HP XC System Software Administration Guide Version 3.1

Service: Root key synchronization
Status Information: Root SSH key synchronization status
This entry provides the status of the root key synchronization.
A warning or critical message indicates that the root ssh keys for one or more hosts are out of synchronization
with the head node. The ssh and pdsh commands may not work for these nodes.
Verify that the imaging is correct on the affected nodes. The most common cause of this problem is caused by a
node that failed to reimage and booted a kernel with an older set of ssh keys (/root/.ssh/*).
If all the nodes are not synchronized, determine if the head node changed its root ssh keys.
See “Mismatched Secure Shell Keys” (page 229) for more information.
Service: Supermon Metrics Monitor
Status Information: Supermon node metrics retrieval status
This entry reports the status of the Supermon service and the number of nodes from which it collected metrics
data.
A warning or critical message indicates that one or more hosts was not accessible during metrics collection or
there was a Nagios service_check_timeout interval timed out.
These messages can occur if metrics collection cannot be completed in a reasonable time; examine the
/opt/hptc/nagios/etc/nagios.cfg file for the value of the service_check_timeout parameter.
The default should be adequate for HP XC systems with fewer than 256 nodes.
Increasing the value for the service_check_timeout parameter may solve the problem for systems with more
nodes.
Also, verify that the supermond service is running by invoking the following command on the head node:
# service supermond status
Loss or time-outs of this service can cause per-node warnings for nodeinfo, load average and system free
space.
A non-timeout warning or critical message simply indicates a number of monitored nodes are not responding;
this is normal if the nodes are down or otherwise disabled.
Service: Syslog Alert Monitor
Status Information: Status of consolidated.log syslog monitoring
Typically, this entry reports the number of new records processed in the
/hptc_cluster/adm/logs/consolidated.log file.
A warning or critical message occurs when there is insufficient time to process a huge volume of messages before
the Nagios service_check_timeout period expires.
Nagios examines the recent incoming consolidated log messages and issues a warning or critical message if the
incoming rate since last interval exceeds a configured number of records. The default values are 2 for warnings
and 20 for critical. See /opt/hptc/nagios/libexec/check_syslogalerts for details.

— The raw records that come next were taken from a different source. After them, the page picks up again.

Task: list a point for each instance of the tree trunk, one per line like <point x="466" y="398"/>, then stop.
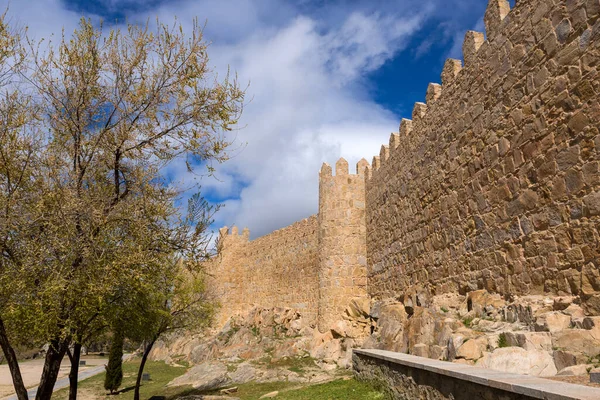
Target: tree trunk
<point x="138" y="382"/>
<point x="74" y="373"/>
<point x="54" y="356"/>
<point x="13" y="364"/>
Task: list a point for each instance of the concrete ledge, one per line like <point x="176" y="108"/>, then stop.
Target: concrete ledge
<point x="524" y="385"/>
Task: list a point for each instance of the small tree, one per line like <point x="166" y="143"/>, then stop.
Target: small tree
<point x="114" y="369"/>
<point x="91" y="213"/>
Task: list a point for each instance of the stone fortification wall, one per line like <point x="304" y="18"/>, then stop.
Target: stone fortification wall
<point x="342" y="243"/>
<point x="495" y="182"/>
<point x="275" y="270"/>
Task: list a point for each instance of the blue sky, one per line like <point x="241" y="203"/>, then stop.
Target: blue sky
<point x="328" y="78"/>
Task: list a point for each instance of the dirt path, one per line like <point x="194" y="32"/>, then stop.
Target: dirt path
<point x="32" y="370"/>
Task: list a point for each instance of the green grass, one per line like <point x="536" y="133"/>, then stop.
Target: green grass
<point x="160" y="375"/>
<point x="341" y="389"/>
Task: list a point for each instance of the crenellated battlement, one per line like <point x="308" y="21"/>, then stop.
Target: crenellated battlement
<point x="494" y="183"/>
<point x="495" y="19"/>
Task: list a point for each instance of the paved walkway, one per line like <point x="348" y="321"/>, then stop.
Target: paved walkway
<point x="32" y="369"/>
<point x="63" y="382"/>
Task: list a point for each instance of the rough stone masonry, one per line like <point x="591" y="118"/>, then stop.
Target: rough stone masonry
<point x="494" y="184"/>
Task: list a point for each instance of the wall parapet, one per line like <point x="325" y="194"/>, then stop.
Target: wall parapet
<point x="479" y="193"/>
<point x="412" y="375"/>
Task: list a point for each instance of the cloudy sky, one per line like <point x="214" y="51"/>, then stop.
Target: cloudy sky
<point x="327" y="78"/>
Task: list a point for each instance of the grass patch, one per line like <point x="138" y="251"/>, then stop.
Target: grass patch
<point x="341" y="389"/>
<point x="160" y="375"/>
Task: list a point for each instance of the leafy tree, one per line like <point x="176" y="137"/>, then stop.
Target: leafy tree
<point x="94" y="220"/>
<point x="114" y="369"/>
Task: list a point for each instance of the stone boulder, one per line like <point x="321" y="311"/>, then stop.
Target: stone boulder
<point x="578" y="341"/>
<point x="472" y="349"/>
<point x="529" y="340"/>
<point x="392" y="319"/>
<point x="554" y="321"/>
<point x="421" y="328"/>
<point x="519" y="361"/>
<point x="483" y="303"/>
<point x="205" y="376"/>
<point x="575" y="370"/>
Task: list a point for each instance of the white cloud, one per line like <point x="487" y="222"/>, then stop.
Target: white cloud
<point x="308" y="103"/>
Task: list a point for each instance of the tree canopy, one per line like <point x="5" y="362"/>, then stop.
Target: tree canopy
<point x="89" y="222"/>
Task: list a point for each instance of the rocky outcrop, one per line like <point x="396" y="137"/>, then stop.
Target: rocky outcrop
<point x="519" y="361"/>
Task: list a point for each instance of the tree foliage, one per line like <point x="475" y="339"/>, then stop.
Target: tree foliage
<point x="114" y="368"/>
<point x="89" y="221"/>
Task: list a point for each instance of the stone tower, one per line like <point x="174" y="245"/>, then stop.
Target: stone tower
<point x="342" y="240"/>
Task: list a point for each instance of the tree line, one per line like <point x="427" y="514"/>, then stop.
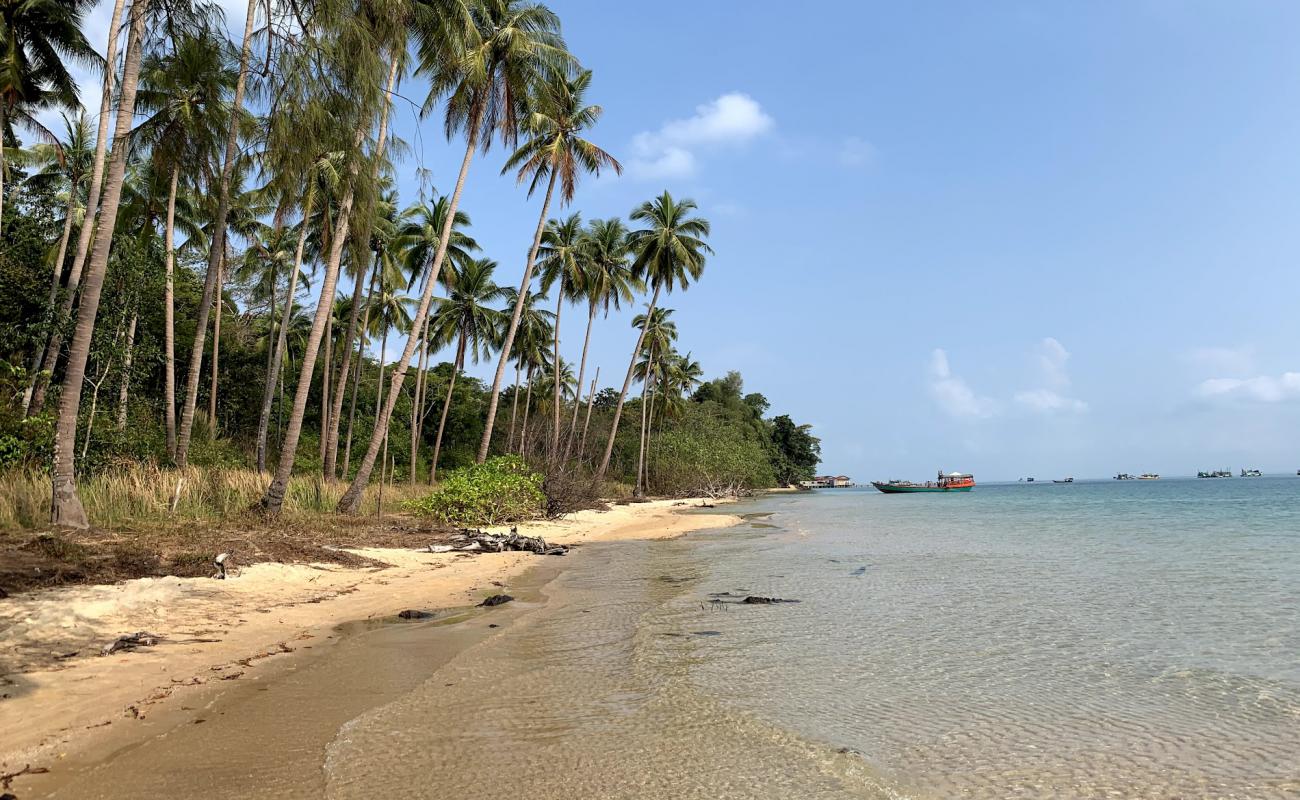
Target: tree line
<point x="224" y="185"/>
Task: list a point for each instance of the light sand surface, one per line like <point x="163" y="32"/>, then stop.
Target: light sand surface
<point x="233" y="630"/>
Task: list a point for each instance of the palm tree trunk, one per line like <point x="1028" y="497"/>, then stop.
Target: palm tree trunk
<point x="514" y="319"/>
<point x="216" y="347"/>
<point x="360" y="362"/>
<point x="92" y="197"/>
<point x="274" y="498"/>
<point x="581" y="373"/>
<point x="555" y="353"/>
<point x="446" y="406"/>
<point x="268" y="392"/>
<point x="627" y="384"/>
<point x="219" y="246"/>
<point x="351" y="500"/>
<point x="126" y="372"/>
<point x="341" y="386"/>
<point x="641" y="450"/>
<point x="514" y="410"/>
<point x="417" y="402"/>
<point x="590" y="402"/>
<point x="528" y="405"/>
<point x="65" y="506"/>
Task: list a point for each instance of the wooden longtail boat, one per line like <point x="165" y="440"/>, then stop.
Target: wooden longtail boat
<point x="953" y="481"/>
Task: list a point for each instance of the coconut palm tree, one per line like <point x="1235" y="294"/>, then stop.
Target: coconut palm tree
<point x="185" y="95"/>
<point x="467" y="319"/>
<point x="417" y="240"/>
<point x="35" y="38"/>
<point x="65" y="506"/>
<point x="606" y="281"/>
<point x="560" y="267"/>
<point x="485" y="70"/>
<point x="555" y="150"/>
<point x="217" y="245"/>
<point x="670" y="251"/>
<point x="658" y="334"/>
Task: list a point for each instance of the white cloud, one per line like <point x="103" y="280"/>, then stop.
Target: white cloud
<point x="857" y="152"/>
<point x="671" y="151"/>
<point x="1262" y="388"/>
<point x="1051" y="398"/>
<point x="952" y="393"/>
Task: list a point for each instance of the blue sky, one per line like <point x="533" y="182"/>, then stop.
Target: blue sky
<point x="1012" y="238"/>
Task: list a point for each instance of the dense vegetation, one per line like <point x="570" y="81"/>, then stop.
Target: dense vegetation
<point x="219" y="272"/>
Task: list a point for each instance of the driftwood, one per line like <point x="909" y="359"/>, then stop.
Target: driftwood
<point x="130" y="641"/>
<point x="468" y="540"/>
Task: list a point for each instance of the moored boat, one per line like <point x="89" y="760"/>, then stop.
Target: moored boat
<point x="952" y="481"/>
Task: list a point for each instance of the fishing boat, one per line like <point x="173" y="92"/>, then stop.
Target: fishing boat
<point x="952" y="481"/>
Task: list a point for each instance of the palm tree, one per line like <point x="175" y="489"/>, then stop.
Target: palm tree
<point x="658" y="333"/>
<point x="562" y="268"/>
<point x="466" y="319"/>
<point x="217" y="245"/>
<point x="35" y="37"/>
<point x="485" y="69"/>
<point x="68" y="161"/>
<point x="185" y="96"/>
<point x="65" y="506"/>
<point x="606" y="281"/>
<point x="670" y="251"/>
<point x="417" y="240"/>
<point x="554" y="151"/>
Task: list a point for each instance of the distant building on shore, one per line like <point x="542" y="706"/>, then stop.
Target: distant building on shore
<point x="827" y="481"/>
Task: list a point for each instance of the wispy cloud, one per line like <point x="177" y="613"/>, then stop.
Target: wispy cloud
<point x="1051" y="398"/>
<point x="1261" y="388"/>
<point x="856" y="151"/>
<point x="953" y="394"/>
<point x="674" y="150"/>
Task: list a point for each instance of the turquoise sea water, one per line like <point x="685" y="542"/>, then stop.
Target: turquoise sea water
<point x="1090" y="640"/>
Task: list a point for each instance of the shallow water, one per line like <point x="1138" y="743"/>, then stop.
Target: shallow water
<point x="1113" y="639"/>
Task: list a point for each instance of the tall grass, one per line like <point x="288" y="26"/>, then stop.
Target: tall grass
<point x="143" y="494"/>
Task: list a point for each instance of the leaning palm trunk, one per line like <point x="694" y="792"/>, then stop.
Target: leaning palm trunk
<point x="577" y="392"/>
<point x="641" y="449"/>
<point x="219" y="246"/>
<point x="169" y="316"/>
<point x="446" y="406"/>
<point x="337" y="410"/>
<point x="216" y="349"/>
<point x="65" y="506"/>
<point x="40" y="380"/>
<point x="274" y="498"/>
<point x="627" y="384"/>
<point x="514" y="320"/>
<point x="281" y="342"/>
<point x="590" y="402"/>
<point x="351" y="500"/>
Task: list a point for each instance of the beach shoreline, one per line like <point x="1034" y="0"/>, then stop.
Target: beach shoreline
<point x="267" y="619"/>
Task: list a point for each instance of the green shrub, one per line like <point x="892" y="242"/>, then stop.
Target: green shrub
<point x="501" y="489"/>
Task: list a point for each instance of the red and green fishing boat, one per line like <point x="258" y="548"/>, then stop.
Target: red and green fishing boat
<point x="950" y="481"/>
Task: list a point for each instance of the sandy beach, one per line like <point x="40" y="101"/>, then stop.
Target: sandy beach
<point x="64" y="703"/>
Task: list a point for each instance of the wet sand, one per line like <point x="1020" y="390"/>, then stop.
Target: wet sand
<point x="251" y="714"/>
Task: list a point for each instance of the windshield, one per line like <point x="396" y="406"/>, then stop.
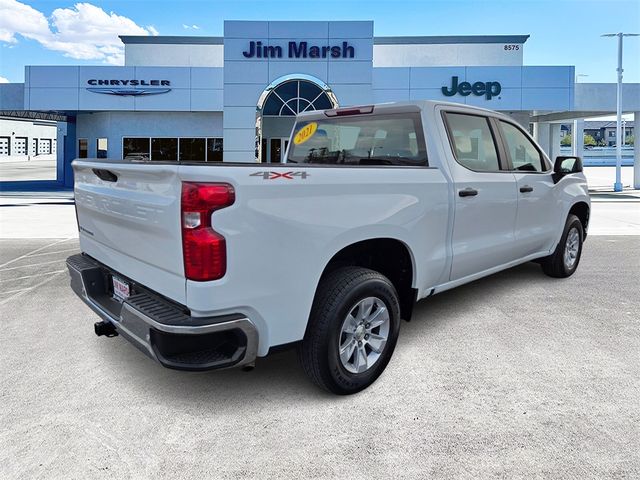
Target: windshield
<point x="394" y="139"/>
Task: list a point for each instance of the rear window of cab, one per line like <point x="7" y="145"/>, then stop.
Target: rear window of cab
<point x="380" y="140"/>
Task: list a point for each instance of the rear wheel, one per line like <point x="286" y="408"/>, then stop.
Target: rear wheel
<point x="352" y="331"/>
<point x="564" y="260"/>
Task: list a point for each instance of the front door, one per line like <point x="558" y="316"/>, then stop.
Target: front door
<point x="485" y="198"/>
<point x="536" y="223"/>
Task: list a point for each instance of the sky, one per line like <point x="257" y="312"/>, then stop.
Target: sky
<point x="563" y="32"/>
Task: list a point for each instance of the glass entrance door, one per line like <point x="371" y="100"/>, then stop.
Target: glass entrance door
<point x="273" y="149"/>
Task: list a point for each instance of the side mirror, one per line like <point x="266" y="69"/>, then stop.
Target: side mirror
<point x="566" y="166"/>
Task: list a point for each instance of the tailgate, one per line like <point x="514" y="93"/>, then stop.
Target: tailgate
<point x="129" y="219"/>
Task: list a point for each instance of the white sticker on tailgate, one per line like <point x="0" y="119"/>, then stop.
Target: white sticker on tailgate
<point x="121" y="290"/>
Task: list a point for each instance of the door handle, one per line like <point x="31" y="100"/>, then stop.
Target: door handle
<point x="106" y="175"/>
<point x="468" y="192"/>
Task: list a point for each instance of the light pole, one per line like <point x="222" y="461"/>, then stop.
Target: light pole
<point x="617" y="187"/>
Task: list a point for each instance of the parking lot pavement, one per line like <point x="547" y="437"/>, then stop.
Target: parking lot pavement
<point x="516" y="375"/>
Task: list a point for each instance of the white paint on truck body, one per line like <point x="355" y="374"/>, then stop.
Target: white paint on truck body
<point x="281" y="233"/>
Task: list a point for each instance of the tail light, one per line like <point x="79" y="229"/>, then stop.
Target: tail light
<point x="204" y="249"/>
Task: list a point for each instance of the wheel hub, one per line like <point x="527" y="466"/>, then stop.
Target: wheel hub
<point x="364" y="334"/>
<point x="572" y="247"/>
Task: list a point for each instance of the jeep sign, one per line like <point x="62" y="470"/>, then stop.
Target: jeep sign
<point x="488" y="89"/>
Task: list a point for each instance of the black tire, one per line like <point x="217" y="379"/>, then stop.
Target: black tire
<point x="555" y="265"/>
<point x="338" y="295"/>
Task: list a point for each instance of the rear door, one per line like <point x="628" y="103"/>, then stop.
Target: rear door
<point x="485" y="196"/>
<point x="536" y="226"/>
<point x="129" y="219"/>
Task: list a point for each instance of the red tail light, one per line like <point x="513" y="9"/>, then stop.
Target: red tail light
<point x="204" y="249"/>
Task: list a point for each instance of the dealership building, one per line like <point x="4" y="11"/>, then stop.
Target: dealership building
<point x="234" y="98"/>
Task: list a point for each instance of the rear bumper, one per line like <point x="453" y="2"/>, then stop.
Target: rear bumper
<point x="161" y="329"/>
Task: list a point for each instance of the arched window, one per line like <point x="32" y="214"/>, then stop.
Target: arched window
<point x="295" y="96"/>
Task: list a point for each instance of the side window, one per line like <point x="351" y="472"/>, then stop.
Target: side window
<point x="473" y="143"/>
<point x="524" y="155"/>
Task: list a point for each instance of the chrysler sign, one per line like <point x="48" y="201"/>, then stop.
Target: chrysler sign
<point x="128" y="87"/>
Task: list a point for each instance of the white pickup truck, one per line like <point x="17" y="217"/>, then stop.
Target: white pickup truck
<point x="206" y="266"/>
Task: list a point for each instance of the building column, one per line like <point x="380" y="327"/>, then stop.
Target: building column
<point x="577" y="138"/>
<point x="554" y="143"/>
<point x="636" y="151"/>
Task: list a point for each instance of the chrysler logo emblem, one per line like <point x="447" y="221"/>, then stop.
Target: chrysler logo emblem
<point x="129" y="92"/>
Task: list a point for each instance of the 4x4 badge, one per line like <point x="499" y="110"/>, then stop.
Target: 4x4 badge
<point x="284" y="175"/>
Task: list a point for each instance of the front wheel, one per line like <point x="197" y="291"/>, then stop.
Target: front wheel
<point x="352" y="331"/>
<point x="565" y="258"/>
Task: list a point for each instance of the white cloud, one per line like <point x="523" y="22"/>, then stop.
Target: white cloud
<point x="85" y="32"/>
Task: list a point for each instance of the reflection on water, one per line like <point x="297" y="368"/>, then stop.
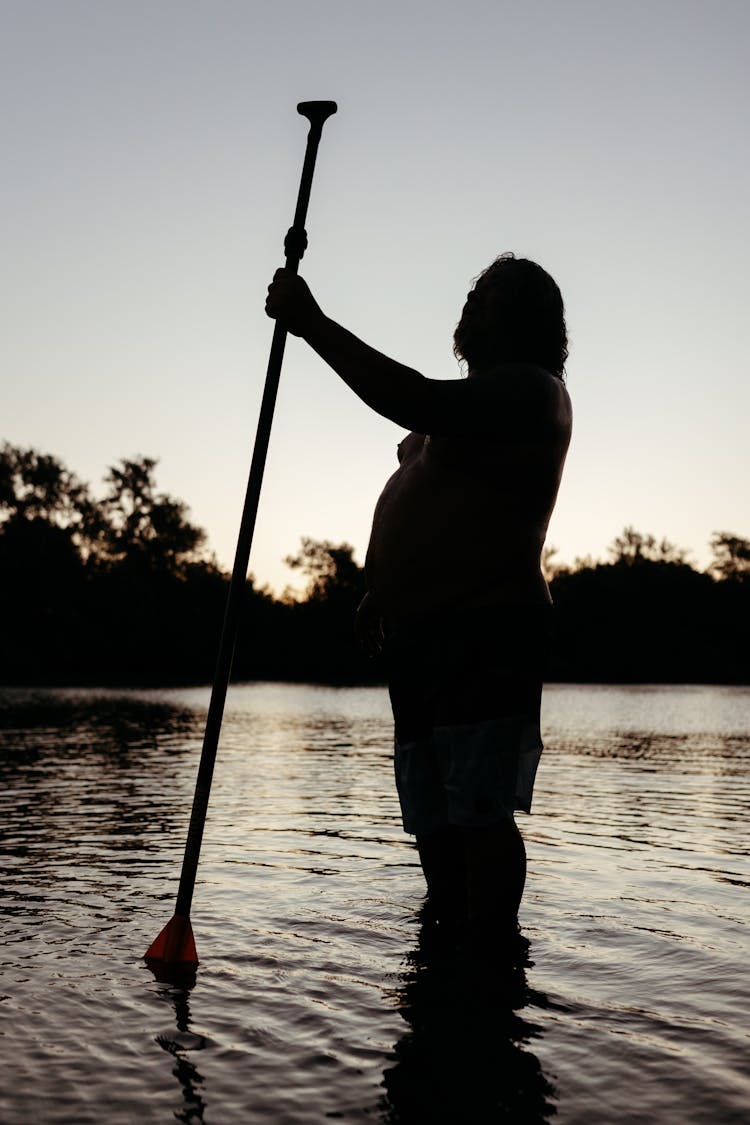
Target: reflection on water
<point x="319" y="996"/>
<point x="464" y="1056"/>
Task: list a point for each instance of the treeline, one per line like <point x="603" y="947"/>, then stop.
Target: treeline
<point x="120" y="590"/>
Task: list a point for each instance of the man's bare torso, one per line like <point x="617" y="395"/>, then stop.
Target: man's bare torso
<point x="462" y="521"/>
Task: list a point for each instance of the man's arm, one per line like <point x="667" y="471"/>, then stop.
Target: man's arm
<point x="515" y="399"/>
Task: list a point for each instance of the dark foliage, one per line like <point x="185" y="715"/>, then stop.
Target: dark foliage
<point x="118" y="591"/>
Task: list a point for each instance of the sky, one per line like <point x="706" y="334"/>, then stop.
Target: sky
<point x="152" y="154"/>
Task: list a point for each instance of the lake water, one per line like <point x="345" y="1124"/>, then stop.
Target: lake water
<point x="317" y="998"/>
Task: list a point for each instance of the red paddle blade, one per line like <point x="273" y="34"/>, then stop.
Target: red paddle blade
<point x="174" y="945"/>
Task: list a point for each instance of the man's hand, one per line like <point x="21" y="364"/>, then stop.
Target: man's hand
<point x="290" y="302"/>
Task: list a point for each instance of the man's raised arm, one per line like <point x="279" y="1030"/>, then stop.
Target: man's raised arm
<point x="513" y="401"/>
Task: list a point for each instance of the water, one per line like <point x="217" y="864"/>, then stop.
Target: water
<point x="316" y="998"/>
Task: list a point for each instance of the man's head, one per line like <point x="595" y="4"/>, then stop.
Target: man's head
<point x="513" y="314"/>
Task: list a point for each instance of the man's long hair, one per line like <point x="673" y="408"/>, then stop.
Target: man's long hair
<point x="514" y="314"/>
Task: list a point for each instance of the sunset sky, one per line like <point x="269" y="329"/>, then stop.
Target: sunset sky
<point x="151" y="160"/>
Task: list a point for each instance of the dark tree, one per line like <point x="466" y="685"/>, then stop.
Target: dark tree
<point x="145" y="530"/>
<point x="731" y="557"/>
<point x="632" y="548"/>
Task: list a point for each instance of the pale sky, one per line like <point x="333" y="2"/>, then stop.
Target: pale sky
<point x="152" y="154"/>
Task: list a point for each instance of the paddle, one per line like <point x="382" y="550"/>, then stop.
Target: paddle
<point x="175" y="944"/>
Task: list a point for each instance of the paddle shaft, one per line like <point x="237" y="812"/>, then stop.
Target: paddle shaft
<point x="295" y="243"/>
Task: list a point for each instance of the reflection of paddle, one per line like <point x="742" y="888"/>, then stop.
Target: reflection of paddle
<point x="175" y="944"/>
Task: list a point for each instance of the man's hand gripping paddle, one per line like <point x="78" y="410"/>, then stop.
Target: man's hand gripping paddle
<point x="175" y="944"/>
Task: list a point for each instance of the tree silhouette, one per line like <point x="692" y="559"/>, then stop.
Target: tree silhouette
<point x="143" y="529"/>
<point x="731" y="559"/>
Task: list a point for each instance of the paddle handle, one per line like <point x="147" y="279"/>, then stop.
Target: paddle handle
<point x="295" y="245"/>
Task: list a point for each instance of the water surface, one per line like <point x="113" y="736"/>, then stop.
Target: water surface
<point x="317" y="997"/>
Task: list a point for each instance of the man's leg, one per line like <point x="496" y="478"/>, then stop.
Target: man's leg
<point x="496" y="874"/>
<point x="443" y="860"/>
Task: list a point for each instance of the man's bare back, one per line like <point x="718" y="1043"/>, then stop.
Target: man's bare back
<point x="455" y="588"/>
<point x="462" y="521"/>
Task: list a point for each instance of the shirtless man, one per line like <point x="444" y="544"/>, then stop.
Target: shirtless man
<point x="455" y="593"/>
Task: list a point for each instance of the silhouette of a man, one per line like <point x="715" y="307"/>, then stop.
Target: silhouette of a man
<point x="455" y="592"/>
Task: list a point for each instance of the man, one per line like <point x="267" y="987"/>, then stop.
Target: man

No specific action is required unless the service times out. In that case, an excessive number of syslog messages
is collected across the system; this is more than the plug-in can process in the service_check_timeout period.
See the /opt/hptc/nagios/etc/nagios.cfg file for the value of the service_check_timeout parameter.
Running the following command on the node reporting error solves the problem:
# /opt/hptc/nagios/libexec/check_syslogalerts domain node:nagios_monitor nsca
Otherwise, wait for the nightly log to roll over.
Service: Syslog Alerts
Status Information: Node Syslog alerts information
Typically, this entry reports the number of alerts in a specified period of time and allows you to access the most
recent log.
A warning or critical message indicates that one or more rules defined in the
/opt/hptc/nagios/etc/syslogAlertRules file matches the specified node's consolidated log file.
Take the appropriate action based on the message.
Service: System Event Log
Status Information: Node Syslog alerts information
A warning or critical message indicates that one or more rules defined in the /opt/hptc/nagios/etc/selRules
file matches the specified node's firmware System Event Log.
Take the appropriate action based on the System Event Log message.
234 Troubleshooting